Just because something has a global addresses does not mean global reachability (see default deny above). Further you can layout your IPv6 address plan so that you can tell at a glance if hosts are externally accessible. Using a /48 a basis, you break out sixteen /52s, numbered $PREFIX:[0-f]000::/52.
To make it easier to remember what is externally accessible, you put all of those hosts in $PREFIX:e000::/52, where e stands for external. That /52 can then be broken down into:
* sixteen /56s
* 256 /60s
* 4096 /64s
or any combination thereof. See Figure A-5 for various ways to slice and dice:
* https://www.oreilly.com/library/view/ipv6-address-planning/9...
Everything in $PREFIX:[0-d,f]000::/52 is not externally reachable.
This is a lie. A "session through the NAT" does not really expose the host to the outside world, because in 99% of the cases this is a TCP session, and the NAT machine would drop all "out of order" packets.
>Most modern attacks start from a compromised internal host (e.g., from phishing), or through stolen credentials via a remote access method.
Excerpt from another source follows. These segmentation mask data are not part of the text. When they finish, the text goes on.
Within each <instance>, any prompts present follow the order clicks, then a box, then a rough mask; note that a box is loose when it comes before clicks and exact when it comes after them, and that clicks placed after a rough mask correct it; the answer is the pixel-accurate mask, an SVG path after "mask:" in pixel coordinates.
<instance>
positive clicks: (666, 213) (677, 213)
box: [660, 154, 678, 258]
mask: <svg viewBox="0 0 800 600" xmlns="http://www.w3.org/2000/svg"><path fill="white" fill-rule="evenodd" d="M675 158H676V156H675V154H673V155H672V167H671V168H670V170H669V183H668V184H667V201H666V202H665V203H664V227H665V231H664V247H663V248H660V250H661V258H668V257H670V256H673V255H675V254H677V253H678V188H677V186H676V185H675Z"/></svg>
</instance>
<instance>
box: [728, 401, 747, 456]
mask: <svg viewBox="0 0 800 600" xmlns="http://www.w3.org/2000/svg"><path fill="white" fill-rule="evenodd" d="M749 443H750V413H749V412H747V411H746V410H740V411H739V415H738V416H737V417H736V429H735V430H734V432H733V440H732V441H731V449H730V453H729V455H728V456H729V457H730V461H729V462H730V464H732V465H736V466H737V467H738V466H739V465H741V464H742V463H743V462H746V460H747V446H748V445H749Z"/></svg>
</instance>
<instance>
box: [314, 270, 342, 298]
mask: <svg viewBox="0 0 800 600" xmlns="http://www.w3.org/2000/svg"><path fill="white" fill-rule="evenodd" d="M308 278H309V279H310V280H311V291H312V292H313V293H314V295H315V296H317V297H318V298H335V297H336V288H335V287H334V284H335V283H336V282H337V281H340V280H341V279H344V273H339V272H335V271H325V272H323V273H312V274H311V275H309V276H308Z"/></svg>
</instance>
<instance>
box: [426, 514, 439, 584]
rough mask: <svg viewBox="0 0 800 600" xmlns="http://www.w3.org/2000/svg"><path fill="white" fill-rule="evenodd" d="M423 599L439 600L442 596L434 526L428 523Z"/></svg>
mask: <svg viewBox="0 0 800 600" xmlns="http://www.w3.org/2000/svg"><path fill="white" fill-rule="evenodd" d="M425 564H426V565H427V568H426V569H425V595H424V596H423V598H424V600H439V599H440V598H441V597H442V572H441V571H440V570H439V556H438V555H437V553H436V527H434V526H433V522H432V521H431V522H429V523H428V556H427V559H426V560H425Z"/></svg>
Your statement is a perfect example of https://en.wikipedia.org/wiki/Survivorship_bias.
Most modern attacks start from an internal host exactly because NAT makes external attacks infeasible for the majority of scenarios.
>Set your firewall to default deny, then add a rule for allow outgoing connections, followed by only allow incoming connections if they are replies.
What about I don't do it, and the system is still _automatically_ secure, because NAT does exactly that while being _required_ for the system to work.
>See Figure A-5
LOL. What about I don't see any figures, and the system still works and is secure for the 99% of the cases.
No, it's not. NAT only translates addresses and does not inspect the TCP "internals" (like sequence number etc, which would allow it to block certain packets).
What you are describing is a stateful firewall that allows "reply packets" for an established TCP-session.
Yes it is. How would it forward response packets back if it doesn't track connections?
In real life I haven't seen "stateless NAT" for about 20 years.
But cgnat machines usually go beyond that and even verify sequence numbers.